If infrastructure is one looming crisis for localities, the other is certainly pensions. While a few cities have initiated some retirement benefit reforms in the past five years — around 20 percent of localities, according to NLC — pensions remain a major fiscal problem for municipalities. Pension burdens increased for 31 of the 50 largest local governments in fiscal 2013, the most recent year for which data is available, according to a recent Moody’s report. And in general, required pension contributions are growing faster — in some cases much faster — than local government revenues. As aging public employees retire in the next decade, those pension obligations will continue to gobble up an increasing share of city expenditures, crowding out spending on other services.

The twin crises of infrastructure investment and pension burdens represent deeper structural problems that cities must confront. The good news, says Pagano, is that cities are at least talking about their pension and infrastructure needs. But talk doesn’t always translate into appropriate action. “Yes, cities are having serious conversations” about these topics, he says. “But are they adequately addressing the long-term liability issue? That’s something we don’t have an answer to yet.”
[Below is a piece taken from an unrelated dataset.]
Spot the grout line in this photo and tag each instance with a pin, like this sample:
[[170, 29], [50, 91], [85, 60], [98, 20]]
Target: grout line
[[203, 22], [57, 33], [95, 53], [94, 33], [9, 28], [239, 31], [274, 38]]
The underlying question, in Colorado Springs and elsewhere, is whether cities are any better equipped to handle the next fiscal downturn. If history is any guide, an economic contraction will happen within a few years. Are cities ready? In one aspect, they may be. “If the Great Recession taught cities anything,” says Pagano, “it taught them not to believe in overly optimistic forecasts in their pension systems. Maybe that’s a good thing.”

In Colorado Springs, leaders say they’re definitely better prepared. The city’s reserves today are $10 million higher than they were in 2007. And Suthers says that if voters pass his tax increase for road repairs, the city will be on even surer footing. “We’re in a better place than we were,” he says. While Suthers doesn’t question the cuts that were made in 2010 because they were “philosophically consistent” with the views of Colorado Springs residents, he acknowledges that they remain an issue. “I’m still dealing with many of the cuts we made five years ago and trying to get back to square one.”

For the most part, though, cities continue to face those entrenched, longer-term trends that will make it much harder to weather future fiscal storms. In addition to unmet infrastructure and pension needs, cities are bridled with an increasingly outdated sales tax system that doesn’t reflect the shift to a service economy. “I had hoped the Great Recession would cause cities to really examine the adequacy of their fiscal architecture,” says Pagano. “But for the most part, that hasn’t happened.”

Without some sort of action on taxes, infrastructure and pensions, he says, cities won’t be able to withstand the next downturn any better than the last. “I’m not sure they’re any more prepared for a recession in the next five to seven years than they were in 2008,” Pagano says. “The future isn’t going to be too much different from the past.”